I just don't see the link between ultra-centralized reporting and democracy. Now, the link between social control and micromanaging, wresting political power and using it as a cudgel by "we the people" against all those other apparently non-people citizens ... That I see.

 

Adam051188

(711 posts)
11. accesibility of information is absolutely a top priority in any democratic organization.
Fri Jan 2, 2015, 06:27 PM
Jan 2015

majority rule doesn't work when the majority isn't well informed.

cataloging public data in a centralized fashion doesn't inherently imply, at least to me, any sort of authoritarian agenda. we know how many people in the u.s. caught "ebola" this year, but we don't know how many died because of an encounter with law enforcement? seems inconsistent. inconsistencies in policy are rarely random.

Sunlei

(22,651 posts)
3. Not even kill, how many people have they kicked or bone breaking punched in the face? countless.
Wed Dec 31, 2014, 05:04 PM
Dec 2014

I'll start. I witnessed a NJ state trooper full out punch my friend in the face and broke his nose. One hit really fast. Of course no one said a word. All future medical problems related to the broken nose were on the abused citizen to pay.


Police will never self-reform or State-reform, they are way to out of control for self regulation.

Any new "Reform Rules" have to come from the Federal Level and there has to be severe consequences to the police/prison guard who breaks those 'rules'.

etherealtruth

(22,165 posts)
5. To me that is an extremely important point
Wed Dec 31, 2014, 05:25 PM
Dec 2014

Police brutality can't be measured solely by the number of people they "kill" (a number can't differentiate between 'suicide by cop' or police brutality).

A good place to start are body cam's and cruiser cams.... this is a place to begin the process of revamping the way 'we' police in the US.

 

Bluenorthwest

(45,319 posts)
4. Dec 12th Congress passed the Death In Custody Reporting Act which will require the gathering of
Wed Dec 31, 2014, 05:16 PM
Dec 2014

much of the data you speak of on a national basis. This law has been stuck in Congress since 2006. Democratic Underground seems largely unaware of the passage of or fight to pass this bill, which is ironic for a political website that appears to have a great deal of interest in the subject. It sort of amazes me.
http://www.washingtonpost.com/blogs/post-politics/wp/2014/12/11/congress-decides-to-get-serious-about-tracking-police-shootings/

 

Bluenorthwest

(45,319 posts)
10. Yep, and it expired in 2006 prior to the first data being complied, and it sat for 7 years until
Thu Jan 1, 2015, 02:44 PM
Jan 2015

last week. At least you knew it existed.

Igel

(35,309 posts)
8. Yes. The info would be good.
Thu Jan 1, 2015, 01:48 PM
Jan 2015

It would allow for the use of data instead of anecdotes and biased reports.

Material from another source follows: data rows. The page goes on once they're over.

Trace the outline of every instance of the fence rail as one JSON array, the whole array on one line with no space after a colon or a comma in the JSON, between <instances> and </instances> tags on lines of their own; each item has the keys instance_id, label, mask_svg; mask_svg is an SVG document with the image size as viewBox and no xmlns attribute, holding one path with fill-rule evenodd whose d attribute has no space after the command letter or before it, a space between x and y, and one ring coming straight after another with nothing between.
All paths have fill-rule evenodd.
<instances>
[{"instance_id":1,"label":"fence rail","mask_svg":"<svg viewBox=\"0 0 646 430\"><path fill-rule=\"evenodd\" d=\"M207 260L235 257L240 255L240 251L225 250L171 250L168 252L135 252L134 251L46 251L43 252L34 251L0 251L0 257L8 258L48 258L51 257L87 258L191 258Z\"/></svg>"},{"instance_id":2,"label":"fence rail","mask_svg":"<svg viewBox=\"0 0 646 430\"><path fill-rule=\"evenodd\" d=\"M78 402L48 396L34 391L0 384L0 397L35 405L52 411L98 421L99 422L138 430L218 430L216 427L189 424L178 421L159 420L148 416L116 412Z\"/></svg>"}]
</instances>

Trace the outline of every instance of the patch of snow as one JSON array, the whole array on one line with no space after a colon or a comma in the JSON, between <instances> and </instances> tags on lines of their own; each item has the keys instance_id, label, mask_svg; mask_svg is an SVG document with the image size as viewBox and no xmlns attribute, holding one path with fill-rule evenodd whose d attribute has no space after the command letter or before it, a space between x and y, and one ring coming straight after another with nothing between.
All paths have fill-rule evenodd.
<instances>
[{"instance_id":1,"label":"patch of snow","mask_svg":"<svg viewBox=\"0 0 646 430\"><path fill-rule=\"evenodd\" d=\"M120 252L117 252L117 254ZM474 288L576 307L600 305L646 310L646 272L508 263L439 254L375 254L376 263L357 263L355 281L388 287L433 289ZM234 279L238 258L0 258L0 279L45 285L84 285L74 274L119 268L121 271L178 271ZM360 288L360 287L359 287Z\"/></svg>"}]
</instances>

It might make for reasonable and reasoned discussion of public policy issues that doesn't pick pseudo-data based on outrage or motivated thinking.

 

Comrade Grumpy

(13,184 posts)
9. I actually follow police killings as part of my job.
Thu Jan 1, 2015, 02:07 PM
Jan 2015

I'm not keeping a running count, but it seems like two or three every day. That would put the annual total somewhere between 700 and 1000, something like that.

The number each year seems to be slowly increasing.

I think there were something like 15 million crimes reported to the FBI in the last UCR, so the number of interactions that result in a death is a tiny fraction of all interactions.

And lots of black guys get killed by cops. I mean they would appear to make up a disproportionate number of the people killed by police.